Les rares initiatives du pouvoir ont eu pour effet inattendu de ressouder les rangs de l'opposition, aussi bien laïque qu'islamiste. Des manifestations, rares il est vrai, se sont tenues sans autre effet qu'un appel au calme lancé par l'ancien chef de gouvernement, Ahmad Ouyahia, pour qui « descendre dans la rue, c'est ouvrir les portes de l'enfer ». Parallèlement à ces timides frémissements, indice d'un malaise autant social que politique, il y a eu un communiqué signé par plusieurs officiers de haut rang, passés à la retraite, critiquant le chef de l'État pour sa décision de solliciter un quatrième mandat. Il y a eu aussi des groupes de journalistes du secteur privé qui ont pris la décision sans précédent de demeurer neutres dans la bataille en cours.


Les adversaires de Bouteflika savent bien que l'ennemi numéro un, c'est l'argent.
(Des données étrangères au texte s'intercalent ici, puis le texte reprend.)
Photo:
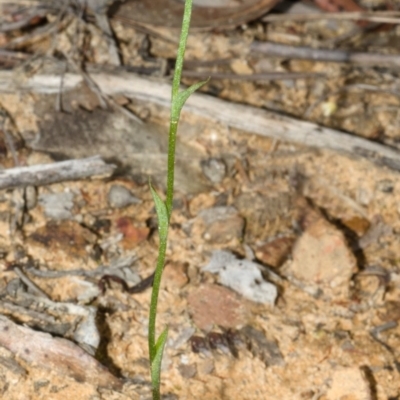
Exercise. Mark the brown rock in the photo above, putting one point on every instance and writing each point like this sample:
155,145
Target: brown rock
219,224
133,235
321,258
275,252
56,354
349,384
214,305
62,245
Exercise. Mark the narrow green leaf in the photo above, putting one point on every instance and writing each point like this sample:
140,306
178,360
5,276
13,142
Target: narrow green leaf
179,100
156,363
161,214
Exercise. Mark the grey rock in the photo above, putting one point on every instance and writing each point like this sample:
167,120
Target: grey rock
57,206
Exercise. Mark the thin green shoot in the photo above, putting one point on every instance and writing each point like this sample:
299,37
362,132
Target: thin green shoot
164,209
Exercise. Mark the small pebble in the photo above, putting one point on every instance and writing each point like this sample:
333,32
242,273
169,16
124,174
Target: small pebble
57,206
214,169
119,197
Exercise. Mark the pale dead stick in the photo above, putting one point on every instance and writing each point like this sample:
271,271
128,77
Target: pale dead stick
243,117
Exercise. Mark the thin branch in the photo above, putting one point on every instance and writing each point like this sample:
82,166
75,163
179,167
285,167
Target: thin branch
386,17
308,53
267,76
243,117
44,174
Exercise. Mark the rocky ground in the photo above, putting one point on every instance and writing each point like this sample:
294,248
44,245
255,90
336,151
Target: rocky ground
282,278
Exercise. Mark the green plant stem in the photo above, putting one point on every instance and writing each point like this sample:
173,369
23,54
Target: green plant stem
175,108
162,249
164,210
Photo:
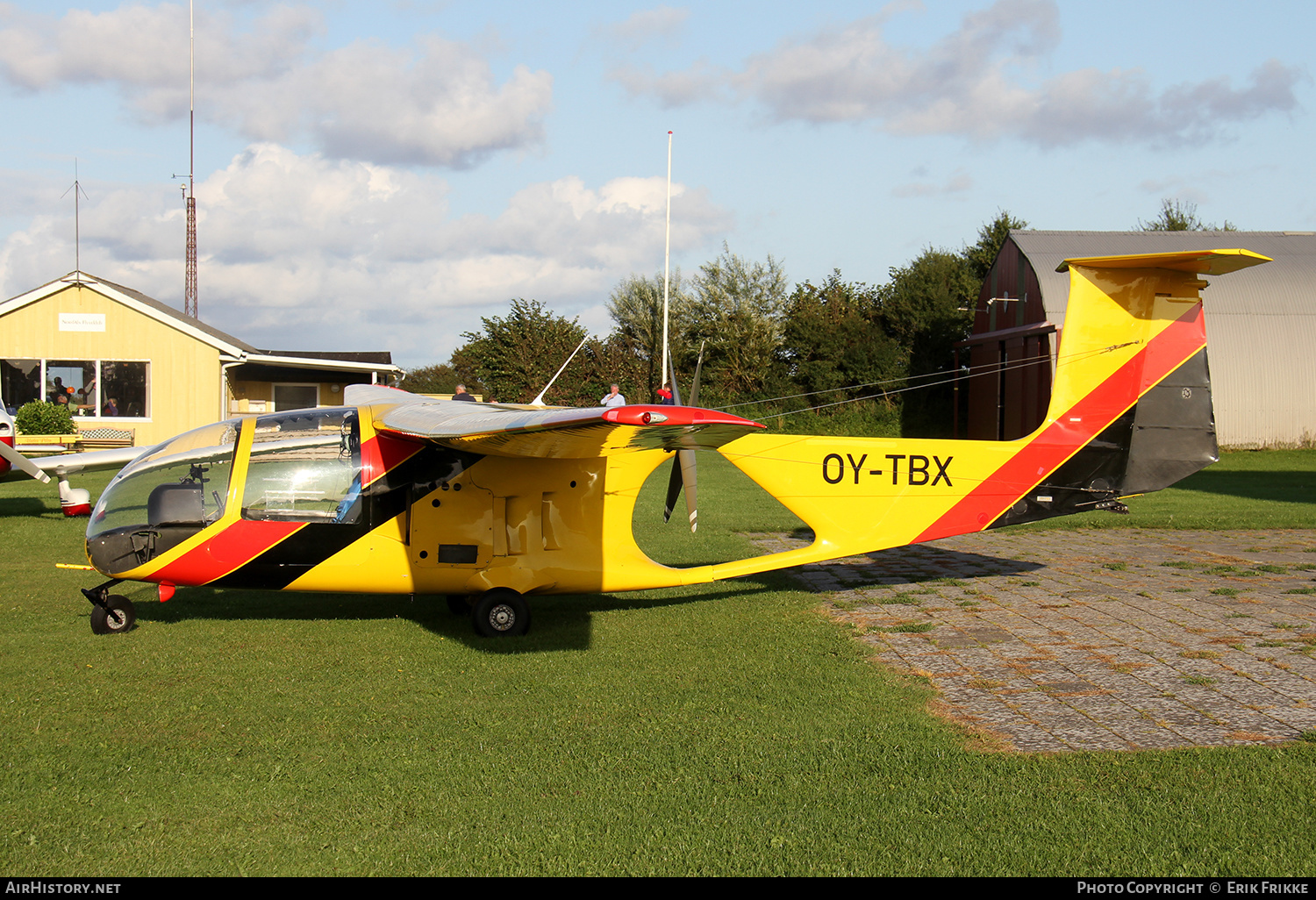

Plus précisément la chkara (l'argent sale) qui permet à certains de financer leur campagne et dont il est difficile de cerner le cheminement, en raison des failles dans la loi électorale de 2012. Ce genre de fraude se double d'une corruption à grande échelle et à presque tous les niveaux, résultant de la circulation, hors des circuits traditionnels, d'énormes masses d'argent ou encore d'opérations d'une opacité qui suscite de sérieux doutes sur leur provenance.
Le site Algérie-Focus.com révélait le 11 avril que l'ancien wali d'Oran, Bachir Frik, avait publiquement reconnu sa participation à la fraude électorale, expliquant sur la chaîne privée Echorouk TV que tout au long de sa carrière, les autorités sécuritaires et militaires lui avaient intimé l'ordre de favoriser « le candidat du système ». Est-il nécessaire de préciser que les mêmes « instructions » étaient données aux autres walis à chaque fois qu'une consultation était organisée ?


Nul ne songerait donc à jeter la pierre à ces jeunes qui s'apprêtent à faire la grève du bulletin de vote. Quant aux candidats, ils sont au nombre de six, dont la démarche a été validée par le Conseil constitutionnel, ils apprécieront.